Monday, August 15th, 2016

A Product Journal: Oops We Made A Scraper

I’m blogging about the development of a new product in Mozilla, look here for my other posts in this series

A while back we got our first contributor to PageShot, who contributed a feature he wanted for Outernet – the ability to use PageShot to create readable and packaged versions of websites for distribution. Outernet is a neat project: they are building satellite capacity to distribute content anywhere in the world. But it’s purely one-way, so any content you send has to be complete. And PageShot tries pretty hard to identify and normalize all that content.

Lately I spent a week with the Activity Stream team, and got to thinking about the development process around recommendations. I’d like to be able to take my entire history and actually get the content, and see what I can learn from that.

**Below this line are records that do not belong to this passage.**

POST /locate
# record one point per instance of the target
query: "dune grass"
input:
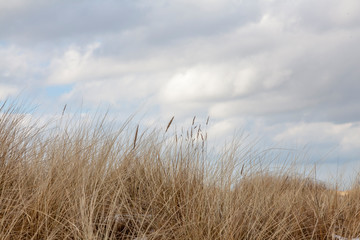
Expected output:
(94, 181)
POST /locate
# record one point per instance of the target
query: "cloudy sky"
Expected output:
(286, 71)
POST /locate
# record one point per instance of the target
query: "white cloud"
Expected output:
(7, 91)
(345, 136)
(72, 65)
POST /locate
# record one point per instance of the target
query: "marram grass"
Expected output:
(94, 181)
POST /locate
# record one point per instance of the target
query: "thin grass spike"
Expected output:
(167, 128)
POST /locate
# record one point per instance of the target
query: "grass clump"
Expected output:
(89, 180)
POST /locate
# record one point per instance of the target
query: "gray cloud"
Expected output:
(277, 68)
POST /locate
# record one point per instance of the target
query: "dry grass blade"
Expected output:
(82, 181)
(135, 138)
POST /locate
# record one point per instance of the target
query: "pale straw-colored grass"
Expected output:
(94, 181)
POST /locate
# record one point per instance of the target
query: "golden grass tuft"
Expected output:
(97, 182)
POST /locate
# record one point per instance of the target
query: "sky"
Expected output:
(285, 71)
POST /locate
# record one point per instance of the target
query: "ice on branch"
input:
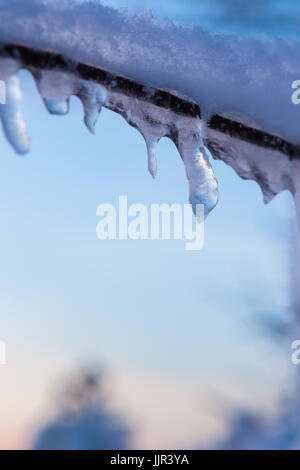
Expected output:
(236, 81)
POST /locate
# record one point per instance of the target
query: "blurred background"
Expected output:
(141, 344)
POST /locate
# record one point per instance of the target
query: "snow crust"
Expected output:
(252, 76)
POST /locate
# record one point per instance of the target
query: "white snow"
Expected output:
(252, 76)
(226, 74)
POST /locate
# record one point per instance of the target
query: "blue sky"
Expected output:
(147, 309)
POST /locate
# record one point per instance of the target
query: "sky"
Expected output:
(179, 332)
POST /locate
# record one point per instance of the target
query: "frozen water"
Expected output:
(222, 73)
(153, 122)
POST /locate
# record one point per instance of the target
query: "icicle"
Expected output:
(56, 89)
(92, 96)
(11, 112)
(203, 186)
(152, 163)
(57, 107)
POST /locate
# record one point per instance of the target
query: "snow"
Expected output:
(226, 74)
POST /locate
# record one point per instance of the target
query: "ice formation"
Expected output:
(153, 122)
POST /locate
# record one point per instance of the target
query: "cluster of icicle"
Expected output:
(153, 122)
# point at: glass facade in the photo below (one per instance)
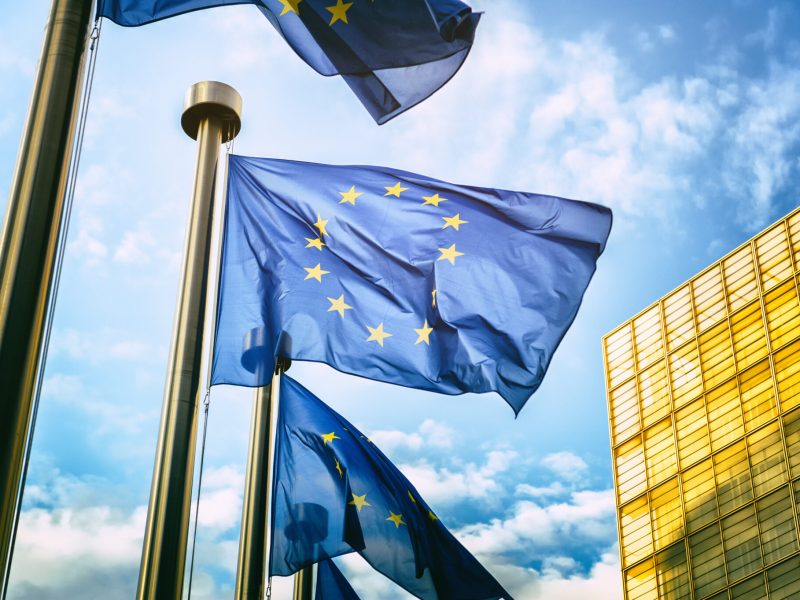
(704, 411)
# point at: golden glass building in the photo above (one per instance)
(704, 410)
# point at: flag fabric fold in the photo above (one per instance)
(331, 584)
(335, 492)
(393, 55)
(398, 277)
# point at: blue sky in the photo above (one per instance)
(683, 117)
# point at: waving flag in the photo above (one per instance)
(331, 584)
(335, 492)
(399, 277)
(392, 54)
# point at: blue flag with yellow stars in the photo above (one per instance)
(392, 54)
(335, 492)
(331, 584)
(398, 277)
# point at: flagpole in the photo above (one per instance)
(211, 116)
(251, 567)
(30, 237)
(304, 583)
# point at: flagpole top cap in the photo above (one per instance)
(212, 99)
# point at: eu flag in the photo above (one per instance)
(335, 492)
(392, 54)
(398, 277)
(331, 584)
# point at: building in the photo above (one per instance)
(704, 407)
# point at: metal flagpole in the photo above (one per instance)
(304, 583)
(211, 116)
(28, 246)
(251, 567)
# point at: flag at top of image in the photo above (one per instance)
(393, 54)
(398, 277)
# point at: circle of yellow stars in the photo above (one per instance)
(359, 501)
(351, 195)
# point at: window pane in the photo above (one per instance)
(772, 249)
(758, 396)
(716, 355)
(692, 432)
(787, 374)
(624, 407)
(709, 302)
(749, 335)
(742, 553)
(740, 278)
(724, 415)
(678, 318)
(794, 234)
(654, 392)
(665, 506)
(733, 477)
(640, 582)
(783, 580)
(673, 573)
(649, 344)
(766, 459)
(659, 446)
(637, 541)
(699, 495)
(630, 470)
(619, 356)
(783, 314)
(750, 589)
(791, 431)
(684, 369)
(708, 564)
(776, 521)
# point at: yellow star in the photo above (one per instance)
(315, 272)
(289, 6)
(315, 243)
(320, 224)
(450, 254)
(377, 334)
(359, 502)
(453, 222)
(339, 11)
(350, 195)
(434, 200)
(338, 305)
(424, 334)
(394, 190)
(396, 519)
(329, 437)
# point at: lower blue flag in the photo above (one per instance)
(334, 492)
(331, 584)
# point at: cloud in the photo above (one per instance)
(566, 465)
(430, 434)
(443, 486)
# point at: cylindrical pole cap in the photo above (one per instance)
(207, 99)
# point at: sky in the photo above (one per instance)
(683, 117)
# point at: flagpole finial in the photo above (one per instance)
(212, 99)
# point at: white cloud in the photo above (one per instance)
(135, 247)
(587, 518)
(430, 434)
(566, 465)
(442, 486)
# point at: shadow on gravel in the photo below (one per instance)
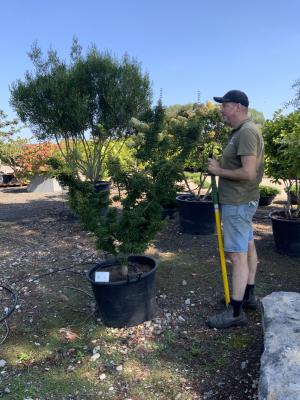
(33, 208)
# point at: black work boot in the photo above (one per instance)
(249, 301)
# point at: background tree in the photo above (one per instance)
(256, 116)
(88, 103)
(282, 149)
(10, 145)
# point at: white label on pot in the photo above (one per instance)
(102, 276)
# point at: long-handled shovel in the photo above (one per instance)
(220, 240)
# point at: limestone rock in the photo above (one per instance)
(280, 362)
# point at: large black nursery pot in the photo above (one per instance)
(286, 233)
(195, 216)
(266, 200)
(125, 303)
(102, 185)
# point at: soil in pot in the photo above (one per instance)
(125, 303)
(286, 232)
(196, 216)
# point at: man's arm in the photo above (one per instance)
(246, 173)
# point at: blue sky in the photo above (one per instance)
(185, 46)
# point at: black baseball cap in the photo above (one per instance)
(234, 96)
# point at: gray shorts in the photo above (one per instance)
(237, 226)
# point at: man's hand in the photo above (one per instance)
(213, 166)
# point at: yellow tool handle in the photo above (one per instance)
(222, 255)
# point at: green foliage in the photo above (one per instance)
(197, 133)
(143, 186)
(295, 102)
(10, 145)
(282, 148)
(268, 191)
(87, 103)
(256, 116)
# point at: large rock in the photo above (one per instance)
(44, 184)
(280, 362)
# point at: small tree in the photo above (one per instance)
(10, 146)
(133, 217)
(33, 159)
(282, 148)
(87, 103)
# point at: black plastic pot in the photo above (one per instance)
(102, 185)
(265, 200)
(125, 303)
(168, 212)
(286, 233)
(196, 217)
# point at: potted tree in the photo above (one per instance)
(282, 143)
(85, 106)
(199, 132)
(267, 194)
(124, 284)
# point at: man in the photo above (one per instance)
(240, 171)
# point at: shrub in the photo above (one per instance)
(266, 191)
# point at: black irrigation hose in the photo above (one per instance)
(34, 278)
(15, 298)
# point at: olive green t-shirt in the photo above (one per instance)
(246, 140)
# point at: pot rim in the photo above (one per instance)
(114, 261)
(280, 213)
(188, 198)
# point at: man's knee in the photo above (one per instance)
(237, 258)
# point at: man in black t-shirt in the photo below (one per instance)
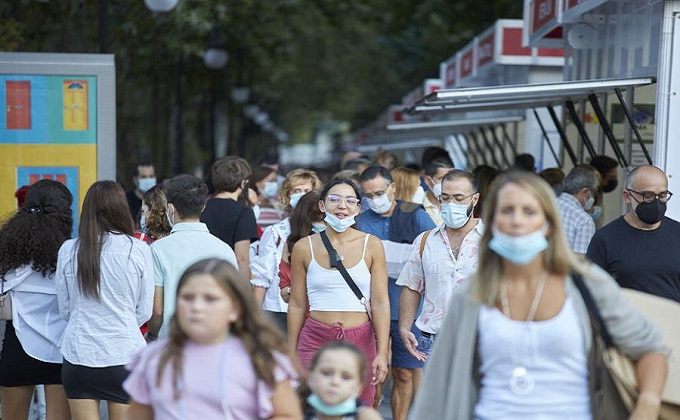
(641, 249)
(226, 217)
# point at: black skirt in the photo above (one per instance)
(106, 383)
(19, 369)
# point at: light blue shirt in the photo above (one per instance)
(172, 255)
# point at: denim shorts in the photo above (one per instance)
(400, 356)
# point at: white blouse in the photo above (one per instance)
(35, 313)
(105, 332)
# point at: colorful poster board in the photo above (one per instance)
(57, 121)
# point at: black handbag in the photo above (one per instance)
(610, 399)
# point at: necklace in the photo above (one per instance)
(521, 381)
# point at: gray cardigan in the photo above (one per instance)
(449, 388)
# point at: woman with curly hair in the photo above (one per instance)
(154, 222)
(222, 358)
(29, 244)
(105, 286)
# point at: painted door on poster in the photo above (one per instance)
(75, 105)
(18, 100)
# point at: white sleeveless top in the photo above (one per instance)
(532, 370)
(328, 291)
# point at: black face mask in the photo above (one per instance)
(651, 213)
(611, 185)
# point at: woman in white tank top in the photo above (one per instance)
(335, 311)
(516, 344)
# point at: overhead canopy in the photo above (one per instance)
(548, 95)
(521, 96)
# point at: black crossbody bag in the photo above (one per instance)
(336, 262)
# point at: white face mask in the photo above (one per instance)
(437, 189)
(419, 195)
(295, 198)
(456, 215)
(589, 202)
(380, 204)
(145, 184)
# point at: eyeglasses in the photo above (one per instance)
(377, 194)
(650, 196)
(335, 200)
(456, 198)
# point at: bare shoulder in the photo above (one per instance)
(369, 413)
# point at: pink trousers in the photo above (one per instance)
(315, 334)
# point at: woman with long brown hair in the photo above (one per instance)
(29, 243)
(105, 281)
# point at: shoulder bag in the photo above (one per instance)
(336, 262)
(613, 386)
(5, 303)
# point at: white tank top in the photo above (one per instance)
(328, 291)
(532, 370)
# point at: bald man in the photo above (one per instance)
(641, 249)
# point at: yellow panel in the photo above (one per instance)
(84, 157)
(75, 105)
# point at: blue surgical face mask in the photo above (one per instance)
(257, 211)
(295, 198)
(145, 184)
(380, 204)
(456, 215)
(520, 250)
(142, 222)
(318, 227)
(346, 407)
(270, 189)
(338, 225)
(167, 216)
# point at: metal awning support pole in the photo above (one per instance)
(508, 140)
(606, 128)
(472, 139)
(465, 150)
(546, 138)
(631, 121)
(489, 146)
(563, 135)
(581, 128)
(498, 143)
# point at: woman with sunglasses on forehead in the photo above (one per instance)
(335, 311)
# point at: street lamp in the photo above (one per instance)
(161, 5)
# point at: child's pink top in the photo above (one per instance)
(215, 378)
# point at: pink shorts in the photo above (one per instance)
(315, 334)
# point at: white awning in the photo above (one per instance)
(521, 96)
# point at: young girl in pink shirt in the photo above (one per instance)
(221, 359)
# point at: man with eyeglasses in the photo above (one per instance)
(640, 249)
(579, 188)
(441, 266)
(397, 223)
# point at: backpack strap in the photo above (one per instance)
(422, 243)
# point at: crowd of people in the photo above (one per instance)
(260, 294)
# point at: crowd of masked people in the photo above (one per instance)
(263, 294)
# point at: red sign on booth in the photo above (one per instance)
(466, 64)
(485, 50)
(543, 12)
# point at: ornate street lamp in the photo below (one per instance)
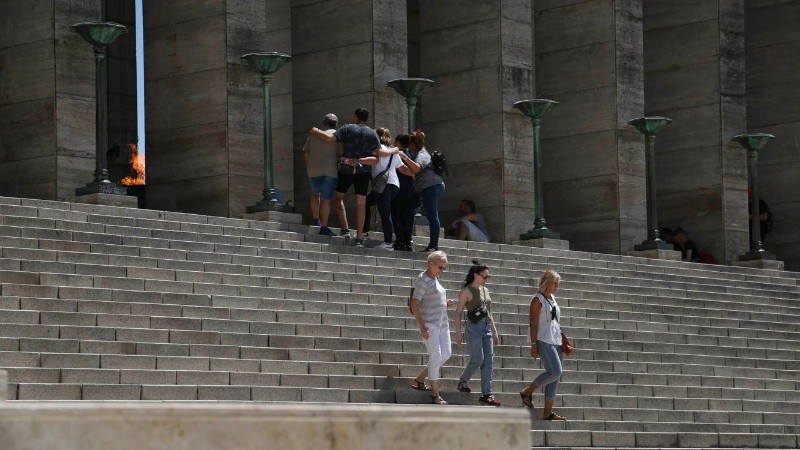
(535, 109)
(100, 34)
(753, 143)
(267, 63)
(649, 126)
(411, 89)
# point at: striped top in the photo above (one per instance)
(432, 300)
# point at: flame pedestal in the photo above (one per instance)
(649, 126)
(100, 34)
(757, 256)
(539, 235)
(267, 64)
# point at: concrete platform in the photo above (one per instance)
(201, 426)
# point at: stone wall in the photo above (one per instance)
(480, 55)
(344, 54)
(47, 99)
(694, 74)
(204, 105)
(773, 96)
(589, 59)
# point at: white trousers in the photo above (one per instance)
(439, 349)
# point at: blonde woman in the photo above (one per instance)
(545, 334)
(429, 306)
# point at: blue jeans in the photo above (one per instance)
(481, 354)
(430, 201)
(552, 359)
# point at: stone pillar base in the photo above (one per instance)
(772, 264)
(425, 230)
(274, 216)
(670, 255)
(3, 385)
(135, 426)
(125, 201)
(558, 244)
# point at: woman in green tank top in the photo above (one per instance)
(481, 331)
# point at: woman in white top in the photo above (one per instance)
(545, 333)
(429, 305)
(387, 159)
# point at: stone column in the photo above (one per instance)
(480, 55)
(589, 59)
(773, 96)
(694, 73)
(47, 99)
(204, 109)
(343, 55)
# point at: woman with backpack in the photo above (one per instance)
(429, 304)
(428, 184)
(481, 331)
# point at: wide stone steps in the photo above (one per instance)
(109, 303)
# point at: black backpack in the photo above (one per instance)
(439, 163)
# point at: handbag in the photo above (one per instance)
(566, 345)
(380, 180)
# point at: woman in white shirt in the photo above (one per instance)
(388, 160)
(545, 333)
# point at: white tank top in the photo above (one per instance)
(549, 329)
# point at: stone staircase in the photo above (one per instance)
(105, 303)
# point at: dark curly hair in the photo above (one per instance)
(477, 267)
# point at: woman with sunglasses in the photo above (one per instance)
(545, 334)
(481, 332)
(429, 307)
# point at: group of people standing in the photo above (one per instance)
(429, 305)
(394, 175)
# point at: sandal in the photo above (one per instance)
(419, 385)
(527, 399)
(438, 400)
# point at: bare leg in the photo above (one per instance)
(315, 205)
(338, 204)
(324, 212)
(462, 231)
(361, 212)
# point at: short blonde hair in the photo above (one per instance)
(548, 277)
(437, 256)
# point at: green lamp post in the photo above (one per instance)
(753, 143)
(411, 89)
(267, 64)
(100, 34)
(535, 109)
(649, 126)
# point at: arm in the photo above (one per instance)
(410, 163)
(387, 151)
(533, 323)
(323, 135)
(464, 297)
(368, 161)
(423, 331)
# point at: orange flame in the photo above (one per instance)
(137, 167)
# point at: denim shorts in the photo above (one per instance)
(324, 185)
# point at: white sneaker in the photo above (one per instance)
(384, 246)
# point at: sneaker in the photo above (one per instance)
(489, 400)
(384, 246)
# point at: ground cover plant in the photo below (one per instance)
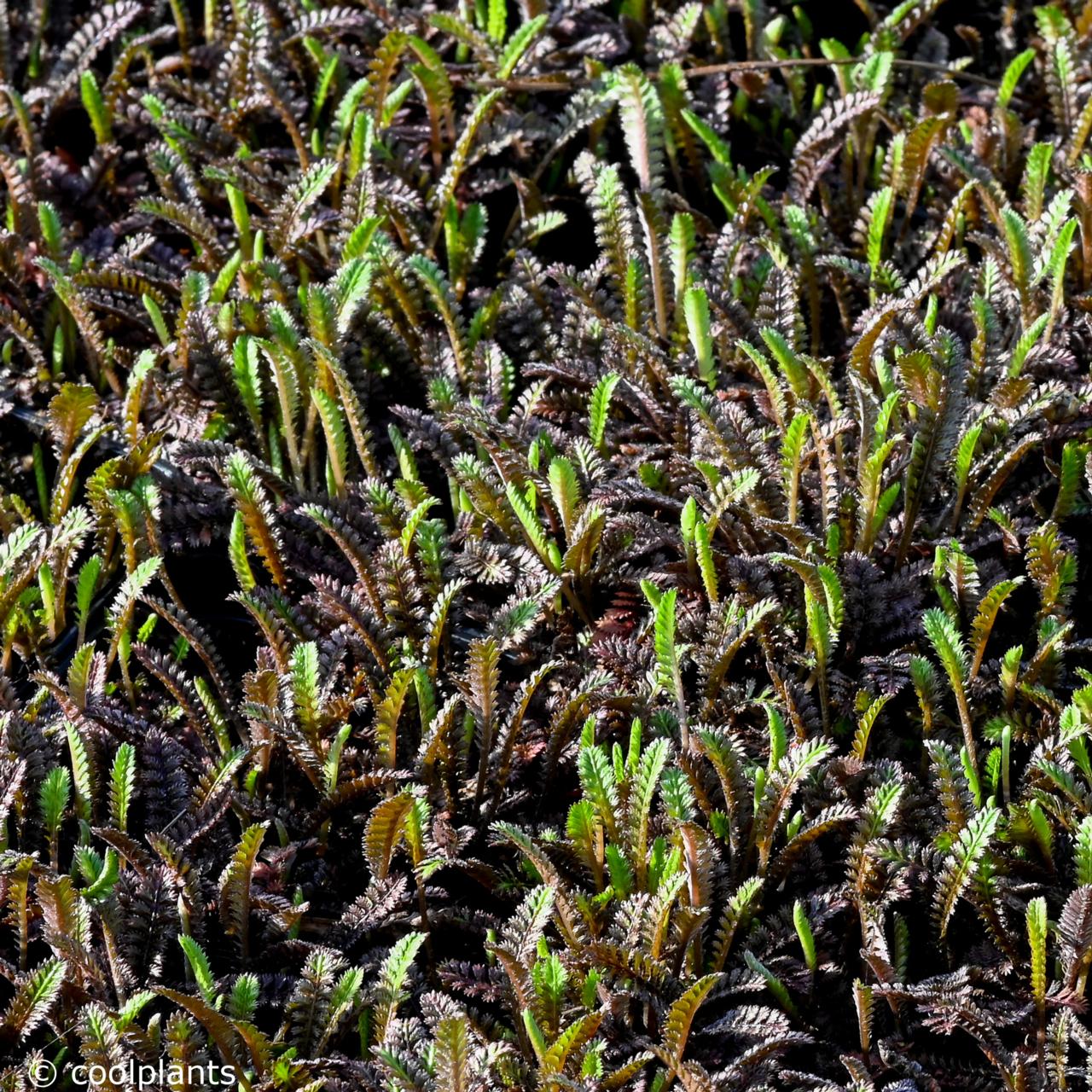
(544, 546)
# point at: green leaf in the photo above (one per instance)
(599, 406)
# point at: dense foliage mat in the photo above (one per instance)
(539, 545)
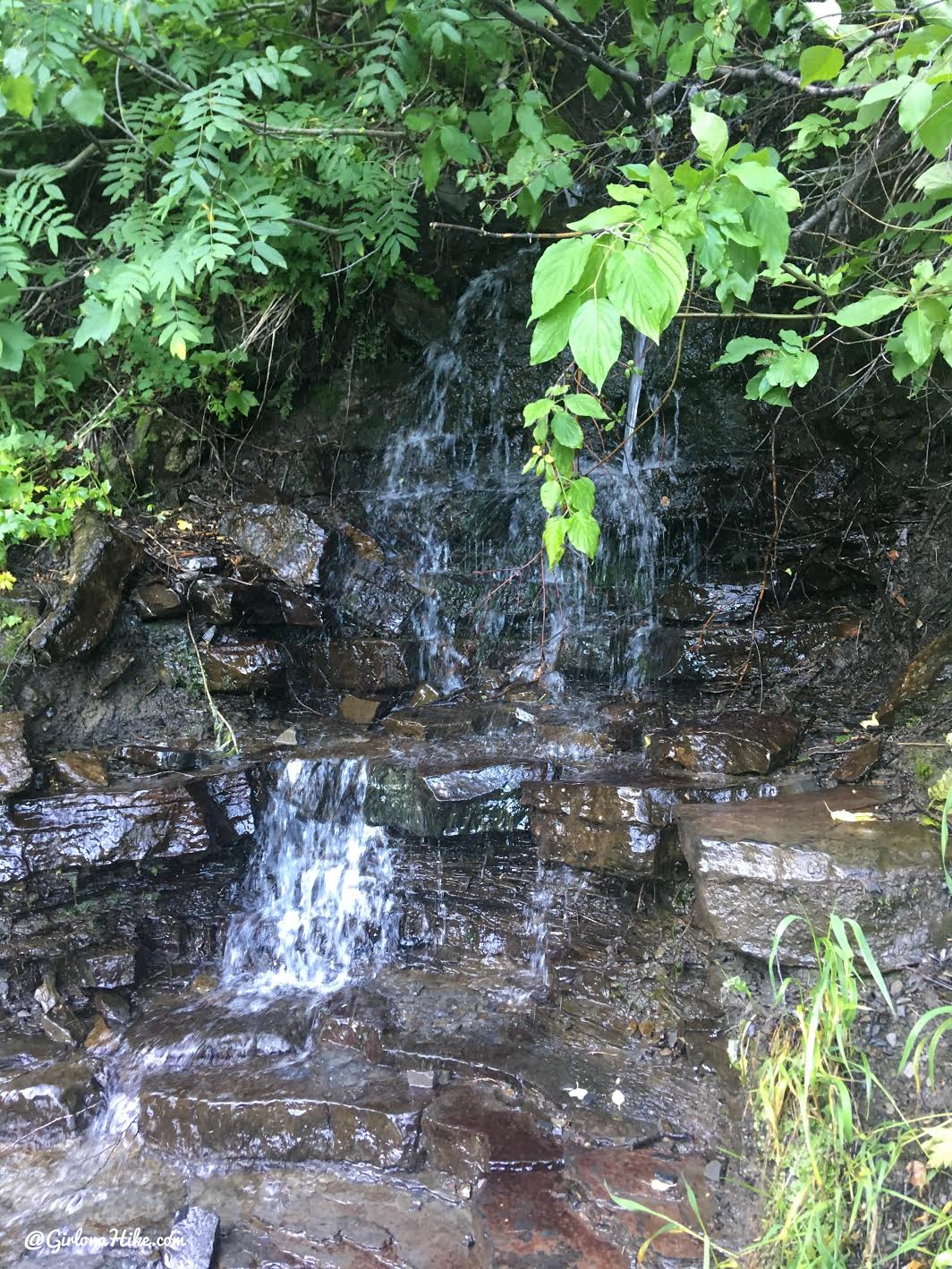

And there’s this feature in PageShot to do just that! You can install the add-on and enable the pref to make the browser into a server:

about:addons prefs

After that you can get the shot data from a page with a simple command:

$ url=https://mail.google.com
$ server=http://localhost:10082
$ curl "${server}/data/?url=${url}&allowUnknownAttributes=true&delayAfterLoad=1000" > data.json

allowUnknownAttributes preserves attributes like data-* attributes that you might find useful in your processing. delayAfterLoad gives the milliseconds to wait, usually for the page to “settle”.

A fun part of this is that because it’s in a regular browser it will automatically pick up your profile and scrape the page as you, and you’ll literally see a new tab open for a second and then close. Install an ad blocker or anything else and its changes will also be applied.

The thing you get back will be a big JSON object:

{
  "bodyAttrs": ["name", "value"],
  "headAttrs": [], "htmlAttrs": [],
  "head": "html string",
  "body": "html string",
  "resources": {
    "uuid": {
      "url": "..."
    }
  }
}

There’s other stuff in there too (e.g., Open Graph properties), but this is what you need to reconstruct the page itself. It has a few nice features:

  1. The head and body are well formed; they are actually serialized from the DOM, not related to the HTTP response.
  2. All embedded resources (mostly images) are identified in the resources mapping. The URLs in the page itself are replaced with those UUIDs, so you can put them back with a simple string substitutions, or you can rewrite the links easily.
  3. Actual links (<a href>) should all be absolute.
  4. It will try to tell you if the page is private (though it’s just a heuristic).
  5. If you want, it’ll include a screenshot of the full page as a data: URL (use &thumbnailWidth=px to choose how wide).
  6. CSS will be inlined in a <style> tag, perhaps reducing the complexity of the page for you.

Notably scripts and hidden elements will not be included (because PageShot was written to share visible content and not to scrape content).

Anyway, fun to realize the tool can address some hidden and unintentional use cases.

This is the personal site of Ian Bicking. The opinions expressed here are my own.